Specifically cognitive approaches to treating depression focus on helping teach people how to identify thoughts that cause depression, how to do reality testing on those thoughts and how to correct errors and exaggerations that are found so as to think more clearly. The idea is that when you teach people to think in a more clear and objectively accurate manner, their mood will tend to clear up. There is tremendous evidence from years of study that this proposition is true in large part.
Older, more pure behavioral approaches to treating depression focus less on what people are thinking, and more on what they are doing. An approach known as Behavioral Activation is based on the idea that people are less depressed when they are out in the community doing things and not withdrawn in their bedrooms with the covers pulled over their heads. This approach emphasizes the utility of helping depressed patients to schedule their lives, and maintain their involvements in social activities and work. There is also good evidence that this approach is helpful for treating depression.
Until recently, it has been assumed by many therapists that the cognitive approach was superior to the more pure behavioral approach. In light of recent evidence, however, it appears that this may have been an artifact of the newness of the cognitive approach. A study titled, "Randomized Trial of Behavioral Activation, Cognitive Therapy, and Antidepressant Medication in the Acute Treatment of Adults With Major Depression", published in the most recent Journal of Consulting and Clinical Psychology (August 2006 Vol. 74, No. 4, 658-670) examined the efficacy of pure cognitive therapy, pure behavioral therapy in the form of Behavioral Activation, and pure medication therapy on depression outcomes. Their findings suggest that for more severe cases of depression, that the pure behavioral and antidepressant medication treatments worked equally well, and both therapies worked better than the pure cognitive therapy approach.

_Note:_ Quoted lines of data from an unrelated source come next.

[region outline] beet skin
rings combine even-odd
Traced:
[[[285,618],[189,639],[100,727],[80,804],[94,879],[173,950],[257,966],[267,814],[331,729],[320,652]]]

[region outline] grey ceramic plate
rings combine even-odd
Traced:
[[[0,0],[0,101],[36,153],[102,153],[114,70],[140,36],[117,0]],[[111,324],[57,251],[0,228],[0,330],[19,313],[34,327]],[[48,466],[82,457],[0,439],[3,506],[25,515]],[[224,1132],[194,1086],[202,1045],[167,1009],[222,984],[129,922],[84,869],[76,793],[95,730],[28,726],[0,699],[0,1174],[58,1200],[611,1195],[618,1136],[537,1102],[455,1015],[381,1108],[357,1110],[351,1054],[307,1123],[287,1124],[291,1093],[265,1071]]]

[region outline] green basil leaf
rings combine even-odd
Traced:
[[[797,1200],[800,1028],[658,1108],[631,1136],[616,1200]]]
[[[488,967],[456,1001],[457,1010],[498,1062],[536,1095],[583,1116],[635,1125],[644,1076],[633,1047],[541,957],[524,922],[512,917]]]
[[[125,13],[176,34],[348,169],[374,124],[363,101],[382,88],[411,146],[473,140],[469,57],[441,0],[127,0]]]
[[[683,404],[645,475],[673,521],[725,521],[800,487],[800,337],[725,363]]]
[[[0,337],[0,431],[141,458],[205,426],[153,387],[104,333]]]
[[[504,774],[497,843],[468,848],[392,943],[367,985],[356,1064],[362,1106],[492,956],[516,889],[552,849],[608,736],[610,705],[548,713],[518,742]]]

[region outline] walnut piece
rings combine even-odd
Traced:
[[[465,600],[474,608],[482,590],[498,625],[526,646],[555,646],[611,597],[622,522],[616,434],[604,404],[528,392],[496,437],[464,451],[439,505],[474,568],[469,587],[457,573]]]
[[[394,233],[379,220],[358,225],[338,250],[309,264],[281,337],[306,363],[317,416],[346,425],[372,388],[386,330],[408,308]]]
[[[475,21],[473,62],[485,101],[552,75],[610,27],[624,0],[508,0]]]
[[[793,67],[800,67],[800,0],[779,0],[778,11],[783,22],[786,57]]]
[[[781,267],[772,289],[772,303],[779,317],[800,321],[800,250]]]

This is a potentially revolutionary finding, in that if such findings are repeatable (and they appear to be so), there may now be cause for therapists to switch towards more pure behavioral treatments when confronted with serious depression.
Many studies have borne out the efficacy (and in many cases the superiority) of cognitive therapy for treating depression. Why would the approach fail in comparison to these other means of treatment? It seems likely to me that the answer will have to do with the severity of depression that is being treated.
Cognitive therapy has always been a more mentally demanding approach than pure behavioral approaches to therapy. Verbally skillful people have the backgrounds and the interior articulateness needed to identify automatic thoughts and correct cognitive errors. People without good verbal skills sometimes find the therapy difficult and confusing. Now, merge that thought with the idea that severely depressed people are not at their cognitive and intellectual best, and you may see a pattern. To the extent that this finding of the current research is true, my guess is that it is simply harder for severely depressed people to engage and benefit from cognitive therapy, and easier for them to benefit from the behavioral therapy. There is less specifically mental effort that need be expended when you work behaviorally vs. cognitively.
This is a very interesting line of research, which I will attempt to keep tabs on as it progresses.